Like accuracy, these can easily be found using `confusionMatrix()`

.

When considering how well a classifier is performing, often, it is understandable to assume that any accuracy in a binary classification problem above 0.50, is a reasonable classifier. This however is not the case. We need to consider the **balance** of the classes. To do so, we look at the **prevalence** of positive cases.

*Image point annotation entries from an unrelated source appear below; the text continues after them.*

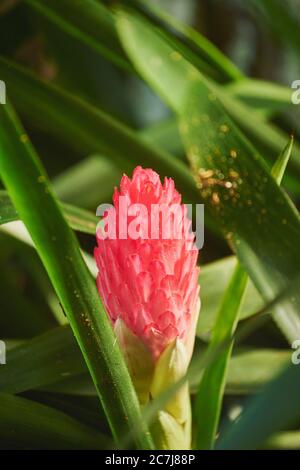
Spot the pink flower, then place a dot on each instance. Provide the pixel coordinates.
(150, 283)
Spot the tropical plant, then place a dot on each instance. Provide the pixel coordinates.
(90, 90)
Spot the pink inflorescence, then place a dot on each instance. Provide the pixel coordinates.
(151, 284)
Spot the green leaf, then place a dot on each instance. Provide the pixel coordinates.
(226, 167)
(256, 127)
(210, 394)
(214, 280)
(46, 359)
(58, 248)
(86, 20)
(79, 219)
(289, 440)
(274, 409)
(280, 18)
(88, 183)
(63, 115)
(25, 424)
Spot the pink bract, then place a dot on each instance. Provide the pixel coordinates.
(151, 284)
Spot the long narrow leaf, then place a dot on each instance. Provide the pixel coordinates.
(29, 190)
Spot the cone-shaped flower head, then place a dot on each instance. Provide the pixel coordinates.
(148, 276)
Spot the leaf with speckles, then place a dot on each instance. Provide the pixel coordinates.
(232, 177)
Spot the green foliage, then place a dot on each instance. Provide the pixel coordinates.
(101, 87)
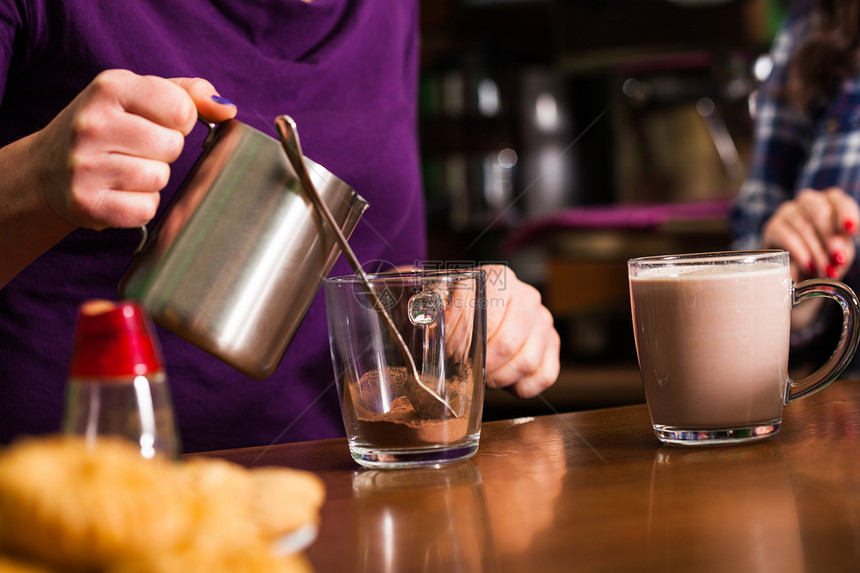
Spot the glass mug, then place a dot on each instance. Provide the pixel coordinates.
(390, 420)
(712, 337)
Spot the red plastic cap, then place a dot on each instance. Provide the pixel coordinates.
(114, 339)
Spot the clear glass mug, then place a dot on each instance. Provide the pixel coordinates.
(712, 337)
(441, 316)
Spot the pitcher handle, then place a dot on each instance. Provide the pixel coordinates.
(207, 141)
(848, 340)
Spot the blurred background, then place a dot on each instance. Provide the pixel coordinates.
(564, 137)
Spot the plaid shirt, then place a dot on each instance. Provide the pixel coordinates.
(793, 150)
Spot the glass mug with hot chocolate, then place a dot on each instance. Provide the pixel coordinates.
(712, 337)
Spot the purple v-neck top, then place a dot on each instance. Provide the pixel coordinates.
(346, 70)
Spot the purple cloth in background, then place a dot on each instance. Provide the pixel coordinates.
(617, 217)
(345, 70)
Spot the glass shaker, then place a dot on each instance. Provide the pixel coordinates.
(117, 385)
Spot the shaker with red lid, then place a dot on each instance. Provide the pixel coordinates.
(117, 385)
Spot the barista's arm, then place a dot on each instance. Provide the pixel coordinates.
(100, 163)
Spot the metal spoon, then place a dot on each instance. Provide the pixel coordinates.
(289, 136)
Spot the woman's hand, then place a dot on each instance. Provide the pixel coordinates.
(817, 228)
(103, 160)
(522, 343)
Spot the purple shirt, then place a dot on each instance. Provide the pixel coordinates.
(346, 70)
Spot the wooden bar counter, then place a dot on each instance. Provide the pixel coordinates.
(596, 491)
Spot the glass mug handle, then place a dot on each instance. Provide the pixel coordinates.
(838, 361)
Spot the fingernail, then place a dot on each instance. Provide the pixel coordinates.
(222, 100)
(839, 258)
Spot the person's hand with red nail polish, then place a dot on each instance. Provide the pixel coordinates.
(818, 229)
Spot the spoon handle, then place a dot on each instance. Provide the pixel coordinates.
(290, 141)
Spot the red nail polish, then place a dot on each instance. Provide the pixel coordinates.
(839, 258)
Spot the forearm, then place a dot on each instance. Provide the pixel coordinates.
(28, 226)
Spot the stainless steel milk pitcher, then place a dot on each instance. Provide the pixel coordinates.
(238, 257)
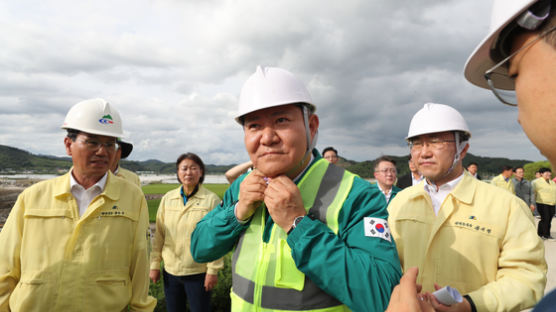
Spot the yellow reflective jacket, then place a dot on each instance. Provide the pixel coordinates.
(53, 260)
(501, 182)
(129, 176)
(483, 242)
(545, 191)
(174, 225)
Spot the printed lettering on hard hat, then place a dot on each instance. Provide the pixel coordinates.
(376, 227)
(106, 119)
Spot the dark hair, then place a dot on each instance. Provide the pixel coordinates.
(330, 148)
(506, 168)
(550, 22)
(196, 159)
(72, 134)
(384, 158)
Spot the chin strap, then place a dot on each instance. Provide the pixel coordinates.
(457, 157)
(310, 143)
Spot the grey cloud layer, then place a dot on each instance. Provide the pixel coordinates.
(174, 69)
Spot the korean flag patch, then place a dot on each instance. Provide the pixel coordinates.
(376, 227)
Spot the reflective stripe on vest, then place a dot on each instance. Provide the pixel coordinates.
(325, 202)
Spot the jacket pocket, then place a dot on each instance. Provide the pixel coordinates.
(30, 294)
(287, 275)
(109, 292)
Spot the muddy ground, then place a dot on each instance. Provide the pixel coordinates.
(9, 190)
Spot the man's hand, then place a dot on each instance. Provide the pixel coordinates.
(210, 281)
(154, 275)
(463, 306)
(284, 202)
(406, 297)
(251, 194)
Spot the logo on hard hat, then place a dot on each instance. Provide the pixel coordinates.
(106, 119)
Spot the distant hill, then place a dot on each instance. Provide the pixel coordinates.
(14, 160)
(488, 166)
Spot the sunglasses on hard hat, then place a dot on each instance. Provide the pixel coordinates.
(497, 78)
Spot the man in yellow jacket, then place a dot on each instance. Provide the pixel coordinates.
(462, 232)
(504, 179)
(78, 242)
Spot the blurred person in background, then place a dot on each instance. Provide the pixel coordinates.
(412, 178)
(504, 179)
(180, 209)
(524, 189)
(473, 169)
(330, 154)
(122, 153)
(545, 197)
(385, 175)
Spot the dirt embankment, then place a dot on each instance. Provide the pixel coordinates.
(9, 190)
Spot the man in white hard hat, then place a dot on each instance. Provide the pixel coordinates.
(122, 153)
(306, 234)
(462, 232)
(78, 242)
(517, 61)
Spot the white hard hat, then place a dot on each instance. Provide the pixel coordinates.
(269, 87)
(433, 118)
(504, 12)
(95, 116)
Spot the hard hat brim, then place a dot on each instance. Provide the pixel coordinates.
(480, 59)
(126, 148)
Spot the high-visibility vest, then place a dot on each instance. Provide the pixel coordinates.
(264, 274)
(545, 191)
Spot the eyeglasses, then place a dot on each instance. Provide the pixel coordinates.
(497, 81)
(434, 143)
(94, 145)
(389, 170)
(192, 168)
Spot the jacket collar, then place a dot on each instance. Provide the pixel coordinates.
(463, 192)
(176, 193)
(111, 189)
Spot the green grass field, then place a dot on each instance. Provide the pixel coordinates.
(160, 188)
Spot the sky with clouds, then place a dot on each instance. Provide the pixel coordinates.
(174, 70)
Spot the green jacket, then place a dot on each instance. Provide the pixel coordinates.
(359, 270)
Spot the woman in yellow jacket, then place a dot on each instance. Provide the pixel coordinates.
(545, 197)
(179, 211)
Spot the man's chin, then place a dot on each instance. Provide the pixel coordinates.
(272, 171)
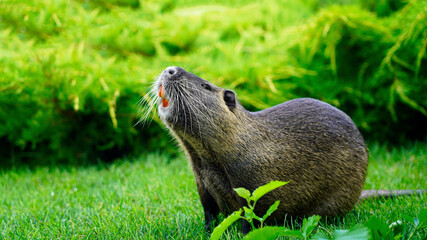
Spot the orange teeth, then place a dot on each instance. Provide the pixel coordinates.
(161, 91)
(165, 102)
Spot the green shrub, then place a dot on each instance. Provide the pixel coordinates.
(72, 72)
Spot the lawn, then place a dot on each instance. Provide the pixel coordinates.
(155, 197)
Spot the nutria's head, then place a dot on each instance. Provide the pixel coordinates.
(190, 105)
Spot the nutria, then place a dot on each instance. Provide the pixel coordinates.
(308, 142)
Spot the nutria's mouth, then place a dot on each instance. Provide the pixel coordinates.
(165, 102)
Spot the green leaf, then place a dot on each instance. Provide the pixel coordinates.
(320, 236)
(357, 232)
(243, 192)
(309, 225)
(261, 191)
(293, 233)
(422, 217)
(266, 233)
(220, 229)
(271, 209)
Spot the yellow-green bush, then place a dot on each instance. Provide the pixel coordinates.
(72, 72)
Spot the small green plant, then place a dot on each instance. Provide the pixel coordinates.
(249, 214)
(272, 232)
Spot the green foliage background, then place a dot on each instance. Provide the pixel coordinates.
(72, 72)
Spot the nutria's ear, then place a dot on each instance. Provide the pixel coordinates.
(230, 99)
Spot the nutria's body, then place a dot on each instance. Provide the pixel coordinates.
(310, 143)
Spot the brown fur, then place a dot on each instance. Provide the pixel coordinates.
(310, 143)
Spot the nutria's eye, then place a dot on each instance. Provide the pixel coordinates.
(206, 86)
(230, 99)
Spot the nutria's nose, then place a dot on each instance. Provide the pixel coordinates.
(170, 71)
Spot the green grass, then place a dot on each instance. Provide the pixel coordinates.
(155, 197)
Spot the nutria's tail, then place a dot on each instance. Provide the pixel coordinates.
(388, 193)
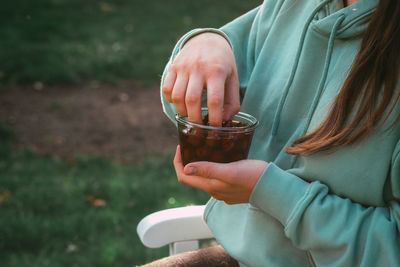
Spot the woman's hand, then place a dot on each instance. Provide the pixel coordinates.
(205, 62)
(231, 182)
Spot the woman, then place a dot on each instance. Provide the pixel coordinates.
(321, 186)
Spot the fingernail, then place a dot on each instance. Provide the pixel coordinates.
(190, 170)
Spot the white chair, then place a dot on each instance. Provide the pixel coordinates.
(180, 228)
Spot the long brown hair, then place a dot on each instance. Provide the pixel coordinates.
(370, 86)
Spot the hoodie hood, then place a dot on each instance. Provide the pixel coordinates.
(356, 18)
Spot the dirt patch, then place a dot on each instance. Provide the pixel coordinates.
(124, 122)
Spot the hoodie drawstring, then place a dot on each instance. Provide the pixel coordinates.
(321, 84)
(294, 68)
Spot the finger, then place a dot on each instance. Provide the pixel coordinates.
(232, 97)
(168, 84)
(178, 94)
(220, 171)
(215, 99)
(193, 98)
(210, 186)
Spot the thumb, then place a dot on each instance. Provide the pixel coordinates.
(232, 97)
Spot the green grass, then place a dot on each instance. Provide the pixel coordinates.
(75, 41)
(47, 220)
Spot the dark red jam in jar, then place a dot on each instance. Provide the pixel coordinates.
(201, 142)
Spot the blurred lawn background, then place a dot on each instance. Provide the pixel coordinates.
(84, 212)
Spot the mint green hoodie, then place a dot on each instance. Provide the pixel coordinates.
(338, 208)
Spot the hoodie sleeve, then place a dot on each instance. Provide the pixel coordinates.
(243, 35)
(335, 231)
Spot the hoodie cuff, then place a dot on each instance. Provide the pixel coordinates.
(278, 193)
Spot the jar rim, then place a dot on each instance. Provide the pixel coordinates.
(251, 121)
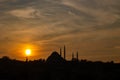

$\text{Prev} = \frac{\text{P}}{\text{Total Obs}}= \frac{\text{TP + FN}}{\text{Total Obs}}$

```
trn_con_mat$byClass["Prevalence"]
tst_con_mat$byClass["Prevalence"]
```

Here, we see an extremely low prevalence, which suggests an even simpler classifier than our current based on `balance`

.

$\hat{C}(\texttt{balance}) = \begin{cases} \text{No} & \texttt{balance} > 1400 \\ \text{No} & \texttt{balance} \leq 1400 \end{cases}$

This classifier simply classifies all observations as negative cases.

```
pred_all_no = simple_class(default_tst$balance,
boundary = 1400, above = "No", below = "No")
table(predicted = pred_all_no, actual = default_tst$default)
```

The `confusionMatrix()`

function won't even accept this table as input, because it isn't a full matrix, only one row, so we calculate error rates directly. To do so, we write a function.

```
calc_class_err = function(actual, predicted) {
mean(actual != predicted)
}
```

```
calc_class_err(actual = default_tst$default,
predicted = pred_all_no)
```

Here we see that the error rate is exactly the prevelance of the minority class.

```
table(default_tst$default) / length(default_tst$default)
```

This classifier does better than the previous. But the point is, in reality, to create a good classifier, we should obtain a test error better than 0.033, which is obtained by simply manipulating the prevalences. Next chapter, we'll introduce much better classifiers which should have no problem accomplishing this task.